From: Pekka Enberg <penberg@cs.helsinki.fi>
To: Ingo Molnar <mingo@elte.hu>
Cc: Alan Cox <alan@lxorguk.ukuu.org.uk>,
linux-kernel@vger.kernel.org,
Vegard Nossum <vegard.nossum@gmail.com>,
"Rafael J. Wysocki" <rjw@sisk.pl>,
Andrew Morton <akpm@linux-foundation.org>,
Linus Torvalds <torvalds@linux-foundation.org>,
Peter Zijlstra <a.p.zijlstra@chello.nl>
Subject: Re: tty_ldisc_try_get(): BUG kmalloc-8: Poison overwritten
Date: Sun, 14 Jun 2009 11:20:50 +0300 [thread overview]
Message-ID: <4A34B2E2.7080702@cs.helsinki.fi> (raw)
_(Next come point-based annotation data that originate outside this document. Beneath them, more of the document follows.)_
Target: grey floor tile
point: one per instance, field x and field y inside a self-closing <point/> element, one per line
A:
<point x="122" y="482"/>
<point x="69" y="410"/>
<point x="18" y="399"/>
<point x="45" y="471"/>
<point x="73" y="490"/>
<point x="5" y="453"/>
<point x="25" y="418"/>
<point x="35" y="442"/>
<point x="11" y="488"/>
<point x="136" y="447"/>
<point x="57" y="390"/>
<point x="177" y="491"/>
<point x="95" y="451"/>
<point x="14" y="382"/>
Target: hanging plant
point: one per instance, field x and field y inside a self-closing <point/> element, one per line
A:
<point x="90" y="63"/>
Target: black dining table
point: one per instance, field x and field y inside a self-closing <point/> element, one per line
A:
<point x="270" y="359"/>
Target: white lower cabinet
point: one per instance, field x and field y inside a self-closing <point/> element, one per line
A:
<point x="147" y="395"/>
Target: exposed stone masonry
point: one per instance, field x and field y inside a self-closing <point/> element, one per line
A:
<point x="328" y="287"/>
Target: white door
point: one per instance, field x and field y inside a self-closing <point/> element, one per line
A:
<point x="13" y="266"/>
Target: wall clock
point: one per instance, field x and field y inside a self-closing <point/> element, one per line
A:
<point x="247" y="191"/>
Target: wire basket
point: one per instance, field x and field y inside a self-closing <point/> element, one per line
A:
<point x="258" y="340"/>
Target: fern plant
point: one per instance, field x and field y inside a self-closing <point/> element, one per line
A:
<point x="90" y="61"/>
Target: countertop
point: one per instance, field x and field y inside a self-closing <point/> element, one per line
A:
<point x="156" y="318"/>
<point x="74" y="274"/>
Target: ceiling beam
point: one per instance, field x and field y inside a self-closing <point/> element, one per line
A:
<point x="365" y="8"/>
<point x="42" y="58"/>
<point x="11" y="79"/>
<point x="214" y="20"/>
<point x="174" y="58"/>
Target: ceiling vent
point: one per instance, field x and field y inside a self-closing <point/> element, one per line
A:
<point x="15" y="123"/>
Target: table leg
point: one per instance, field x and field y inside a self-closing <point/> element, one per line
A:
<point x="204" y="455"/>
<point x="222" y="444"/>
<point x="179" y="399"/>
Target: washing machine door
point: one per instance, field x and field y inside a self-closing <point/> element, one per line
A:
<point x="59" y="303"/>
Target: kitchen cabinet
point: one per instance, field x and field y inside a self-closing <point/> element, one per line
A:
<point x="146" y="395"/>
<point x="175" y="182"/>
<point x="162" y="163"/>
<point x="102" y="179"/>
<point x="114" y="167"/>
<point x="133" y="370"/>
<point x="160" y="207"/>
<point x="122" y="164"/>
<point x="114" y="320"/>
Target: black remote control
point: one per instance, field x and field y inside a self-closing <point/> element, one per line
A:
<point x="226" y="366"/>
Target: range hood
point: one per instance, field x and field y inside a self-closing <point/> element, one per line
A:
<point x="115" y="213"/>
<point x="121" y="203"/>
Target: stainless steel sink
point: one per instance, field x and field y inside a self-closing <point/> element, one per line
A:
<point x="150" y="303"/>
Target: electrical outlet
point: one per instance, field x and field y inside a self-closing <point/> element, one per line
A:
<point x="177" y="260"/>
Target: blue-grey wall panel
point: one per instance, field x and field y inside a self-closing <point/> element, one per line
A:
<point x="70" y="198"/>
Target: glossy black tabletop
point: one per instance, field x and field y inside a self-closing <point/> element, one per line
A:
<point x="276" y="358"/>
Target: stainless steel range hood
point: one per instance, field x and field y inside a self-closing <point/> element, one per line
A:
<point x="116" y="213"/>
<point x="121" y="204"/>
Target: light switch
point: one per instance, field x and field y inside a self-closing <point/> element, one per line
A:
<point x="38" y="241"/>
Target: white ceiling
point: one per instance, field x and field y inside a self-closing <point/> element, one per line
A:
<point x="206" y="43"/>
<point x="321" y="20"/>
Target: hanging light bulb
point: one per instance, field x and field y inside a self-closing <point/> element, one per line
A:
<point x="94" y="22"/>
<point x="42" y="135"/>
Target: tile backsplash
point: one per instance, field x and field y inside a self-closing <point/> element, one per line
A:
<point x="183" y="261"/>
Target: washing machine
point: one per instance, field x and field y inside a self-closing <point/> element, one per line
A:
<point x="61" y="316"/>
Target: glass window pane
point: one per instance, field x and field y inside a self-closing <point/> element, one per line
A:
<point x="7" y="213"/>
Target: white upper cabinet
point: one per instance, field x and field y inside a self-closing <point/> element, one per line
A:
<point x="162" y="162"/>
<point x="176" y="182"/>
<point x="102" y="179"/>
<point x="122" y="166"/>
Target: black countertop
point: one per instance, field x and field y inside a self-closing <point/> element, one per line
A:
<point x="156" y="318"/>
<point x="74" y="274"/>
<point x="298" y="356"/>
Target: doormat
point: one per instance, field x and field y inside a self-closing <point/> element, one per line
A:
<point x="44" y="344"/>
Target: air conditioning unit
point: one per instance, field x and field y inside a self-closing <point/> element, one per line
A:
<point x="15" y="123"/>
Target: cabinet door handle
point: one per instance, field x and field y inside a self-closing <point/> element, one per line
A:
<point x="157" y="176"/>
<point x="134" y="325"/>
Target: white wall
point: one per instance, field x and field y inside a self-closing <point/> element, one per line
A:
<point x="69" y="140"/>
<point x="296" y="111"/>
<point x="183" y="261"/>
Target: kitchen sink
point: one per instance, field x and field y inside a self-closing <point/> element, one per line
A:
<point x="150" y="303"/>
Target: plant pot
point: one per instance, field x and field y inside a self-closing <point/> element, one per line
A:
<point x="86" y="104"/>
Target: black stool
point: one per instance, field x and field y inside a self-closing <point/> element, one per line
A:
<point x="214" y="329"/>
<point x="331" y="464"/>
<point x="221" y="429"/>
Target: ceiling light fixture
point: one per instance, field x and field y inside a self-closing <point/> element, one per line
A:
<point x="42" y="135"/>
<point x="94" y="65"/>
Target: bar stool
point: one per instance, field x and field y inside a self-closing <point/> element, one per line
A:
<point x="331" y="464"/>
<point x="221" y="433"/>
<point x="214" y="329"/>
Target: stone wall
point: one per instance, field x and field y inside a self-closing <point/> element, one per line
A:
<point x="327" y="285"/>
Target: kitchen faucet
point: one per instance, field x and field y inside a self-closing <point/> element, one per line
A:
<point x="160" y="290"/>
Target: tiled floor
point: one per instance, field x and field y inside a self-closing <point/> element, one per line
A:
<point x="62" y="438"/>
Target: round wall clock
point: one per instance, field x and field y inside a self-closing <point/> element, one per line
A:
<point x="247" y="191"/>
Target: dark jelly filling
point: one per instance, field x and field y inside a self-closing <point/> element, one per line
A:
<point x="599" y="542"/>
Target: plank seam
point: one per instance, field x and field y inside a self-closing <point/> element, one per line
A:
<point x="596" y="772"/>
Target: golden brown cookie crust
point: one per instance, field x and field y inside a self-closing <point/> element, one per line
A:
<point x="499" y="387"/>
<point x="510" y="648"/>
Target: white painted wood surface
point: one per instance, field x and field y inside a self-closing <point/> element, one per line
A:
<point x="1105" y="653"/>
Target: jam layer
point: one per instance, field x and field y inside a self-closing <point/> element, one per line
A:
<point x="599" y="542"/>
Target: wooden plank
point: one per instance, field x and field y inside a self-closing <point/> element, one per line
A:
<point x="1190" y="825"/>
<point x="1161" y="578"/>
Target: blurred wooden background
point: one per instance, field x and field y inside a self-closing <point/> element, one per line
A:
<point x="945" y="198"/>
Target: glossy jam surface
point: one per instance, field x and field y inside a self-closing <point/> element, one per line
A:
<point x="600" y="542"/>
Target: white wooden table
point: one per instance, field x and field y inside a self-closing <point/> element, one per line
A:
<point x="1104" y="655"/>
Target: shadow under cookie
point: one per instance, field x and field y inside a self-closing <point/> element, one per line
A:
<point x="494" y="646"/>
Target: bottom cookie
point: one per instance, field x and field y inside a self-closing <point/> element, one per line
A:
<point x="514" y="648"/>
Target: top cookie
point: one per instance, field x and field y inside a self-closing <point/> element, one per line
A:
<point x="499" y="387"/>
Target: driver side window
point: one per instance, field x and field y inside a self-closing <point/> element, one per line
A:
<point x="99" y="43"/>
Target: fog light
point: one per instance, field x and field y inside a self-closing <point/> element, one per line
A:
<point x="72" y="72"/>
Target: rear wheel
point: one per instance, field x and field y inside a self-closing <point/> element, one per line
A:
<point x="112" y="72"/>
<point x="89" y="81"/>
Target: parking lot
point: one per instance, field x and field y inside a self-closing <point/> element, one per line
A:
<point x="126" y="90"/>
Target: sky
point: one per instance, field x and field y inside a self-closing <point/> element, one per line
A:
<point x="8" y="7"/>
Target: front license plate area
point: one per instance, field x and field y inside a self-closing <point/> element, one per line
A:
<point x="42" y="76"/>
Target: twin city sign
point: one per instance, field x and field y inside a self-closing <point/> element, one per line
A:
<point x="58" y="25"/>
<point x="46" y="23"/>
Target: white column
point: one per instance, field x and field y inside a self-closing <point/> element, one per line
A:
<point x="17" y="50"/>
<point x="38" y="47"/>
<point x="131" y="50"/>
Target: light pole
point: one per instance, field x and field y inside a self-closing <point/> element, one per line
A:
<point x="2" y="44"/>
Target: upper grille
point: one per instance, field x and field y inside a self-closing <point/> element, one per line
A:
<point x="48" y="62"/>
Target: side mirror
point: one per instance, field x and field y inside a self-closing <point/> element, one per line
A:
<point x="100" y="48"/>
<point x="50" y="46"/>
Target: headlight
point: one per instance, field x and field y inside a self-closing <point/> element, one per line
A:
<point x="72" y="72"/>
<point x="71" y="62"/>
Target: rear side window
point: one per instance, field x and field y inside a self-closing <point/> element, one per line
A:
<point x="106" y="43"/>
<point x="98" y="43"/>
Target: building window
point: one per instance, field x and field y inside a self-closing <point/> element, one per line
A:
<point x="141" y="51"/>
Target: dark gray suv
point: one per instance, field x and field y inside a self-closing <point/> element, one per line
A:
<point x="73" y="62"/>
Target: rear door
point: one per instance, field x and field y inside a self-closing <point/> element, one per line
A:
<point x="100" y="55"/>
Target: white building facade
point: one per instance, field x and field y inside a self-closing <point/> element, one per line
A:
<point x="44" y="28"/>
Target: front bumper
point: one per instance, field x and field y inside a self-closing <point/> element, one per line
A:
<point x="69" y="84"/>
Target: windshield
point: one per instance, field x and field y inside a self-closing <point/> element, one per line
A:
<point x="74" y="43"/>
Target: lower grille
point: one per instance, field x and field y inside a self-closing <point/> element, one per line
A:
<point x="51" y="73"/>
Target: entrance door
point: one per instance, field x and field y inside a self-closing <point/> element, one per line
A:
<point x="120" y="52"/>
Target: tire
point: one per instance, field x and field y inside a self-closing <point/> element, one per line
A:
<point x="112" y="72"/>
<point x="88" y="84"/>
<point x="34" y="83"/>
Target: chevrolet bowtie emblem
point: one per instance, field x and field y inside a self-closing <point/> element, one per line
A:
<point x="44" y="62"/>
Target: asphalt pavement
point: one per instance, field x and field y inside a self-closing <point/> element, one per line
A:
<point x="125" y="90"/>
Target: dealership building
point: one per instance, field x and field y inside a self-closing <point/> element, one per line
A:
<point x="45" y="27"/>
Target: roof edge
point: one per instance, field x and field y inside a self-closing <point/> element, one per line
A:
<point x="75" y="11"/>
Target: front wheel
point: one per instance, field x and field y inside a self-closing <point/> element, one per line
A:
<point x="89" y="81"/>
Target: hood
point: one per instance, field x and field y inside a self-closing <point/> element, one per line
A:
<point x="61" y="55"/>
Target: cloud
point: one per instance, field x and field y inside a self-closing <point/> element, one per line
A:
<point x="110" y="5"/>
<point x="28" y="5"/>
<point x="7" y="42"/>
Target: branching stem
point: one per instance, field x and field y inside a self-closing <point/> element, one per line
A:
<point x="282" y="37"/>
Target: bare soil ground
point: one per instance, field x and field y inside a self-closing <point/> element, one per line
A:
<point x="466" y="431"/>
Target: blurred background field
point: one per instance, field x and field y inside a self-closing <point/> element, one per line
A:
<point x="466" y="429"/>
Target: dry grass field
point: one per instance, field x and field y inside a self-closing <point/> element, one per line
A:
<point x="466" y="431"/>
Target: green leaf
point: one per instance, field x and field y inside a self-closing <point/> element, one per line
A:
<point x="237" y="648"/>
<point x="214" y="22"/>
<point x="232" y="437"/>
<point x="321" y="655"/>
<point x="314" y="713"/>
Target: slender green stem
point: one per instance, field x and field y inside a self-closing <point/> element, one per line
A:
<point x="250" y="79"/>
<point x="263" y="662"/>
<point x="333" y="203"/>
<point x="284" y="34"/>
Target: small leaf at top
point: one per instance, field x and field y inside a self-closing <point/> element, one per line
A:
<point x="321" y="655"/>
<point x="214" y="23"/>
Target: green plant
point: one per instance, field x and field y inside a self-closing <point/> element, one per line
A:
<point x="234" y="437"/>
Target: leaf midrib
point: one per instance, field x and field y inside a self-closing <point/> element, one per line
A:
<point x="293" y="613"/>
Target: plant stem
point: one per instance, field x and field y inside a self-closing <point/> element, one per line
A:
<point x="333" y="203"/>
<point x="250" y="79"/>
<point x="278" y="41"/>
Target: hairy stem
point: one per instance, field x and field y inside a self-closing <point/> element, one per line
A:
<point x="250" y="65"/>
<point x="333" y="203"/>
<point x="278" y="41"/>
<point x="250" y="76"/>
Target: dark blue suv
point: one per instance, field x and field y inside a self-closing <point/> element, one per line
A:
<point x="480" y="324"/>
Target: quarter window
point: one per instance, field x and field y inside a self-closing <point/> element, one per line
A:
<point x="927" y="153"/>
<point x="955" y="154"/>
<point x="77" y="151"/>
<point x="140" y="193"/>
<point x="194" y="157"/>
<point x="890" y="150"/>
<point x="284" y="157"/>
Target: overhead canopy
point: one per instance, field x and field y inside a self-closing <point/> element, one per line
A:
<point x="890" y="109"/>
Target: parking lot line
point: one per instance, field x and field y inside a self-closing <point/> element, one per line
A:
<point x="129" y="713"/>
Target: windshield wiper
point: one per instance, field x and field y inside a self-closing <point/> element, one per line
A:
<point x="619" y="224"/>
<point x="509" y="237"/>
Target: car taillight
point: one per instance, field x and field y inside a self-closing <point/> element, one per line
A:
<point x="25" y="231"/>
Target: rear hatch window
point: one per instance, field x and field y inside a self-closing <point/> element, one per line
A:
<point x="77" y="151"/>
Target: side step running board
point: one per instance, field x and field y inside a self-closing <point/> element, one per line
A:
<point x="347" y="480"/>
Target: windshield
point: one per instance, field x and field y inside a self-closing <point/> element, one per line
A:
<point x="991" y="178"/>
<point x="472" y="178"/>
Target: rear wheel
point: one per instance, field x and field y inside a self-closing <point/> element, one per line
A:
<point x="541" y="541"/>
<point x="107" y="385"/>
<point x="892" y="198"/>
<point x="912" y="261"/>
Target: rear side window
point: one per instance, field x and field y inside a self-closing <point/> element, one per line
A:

In-Reply-To: <20090614081052.GA9276@elte.hu>
Hi Ingo,
Ingo Molnar wrote:
> Ok, this is one for those who like to look at weird crashes/bugs.
>
> Here's a new regression that popped up in this merge window, there's
> some sort of slab corruption going on in tty data structures:
>
> [ 74.900215] =============================================================================
> [ 74.908193] BUG kmalloc-8: Poison overwritten
> [ 74.908193] -----------------------------------------------------------------------------
> [ 74.908193]
> [ 74.908193] INFO: 0x5d883a14-0x5d883a14. First byte 0x6a instead of 0x6b
> [ 74.908193] INFO: Allocated in tty_ldisc_try_get+0x1a/0xb0 age=8015 cpu=0 pid=1
> [ 74.908193] INFO: Freed in tty_ldisc_put+0x48/0x50 age=4 cpu=3 pid=4236
> [ 74.908193] INFO: Slab 0x42c6eeb4 objects=73 used=61 fp=0x5d883a10 flags=0x1d0000c3
> [ 74.908193] INFO: Object 0x5d883a10 @offset=2576 fp=0x5d883d90
> [ 74.908193]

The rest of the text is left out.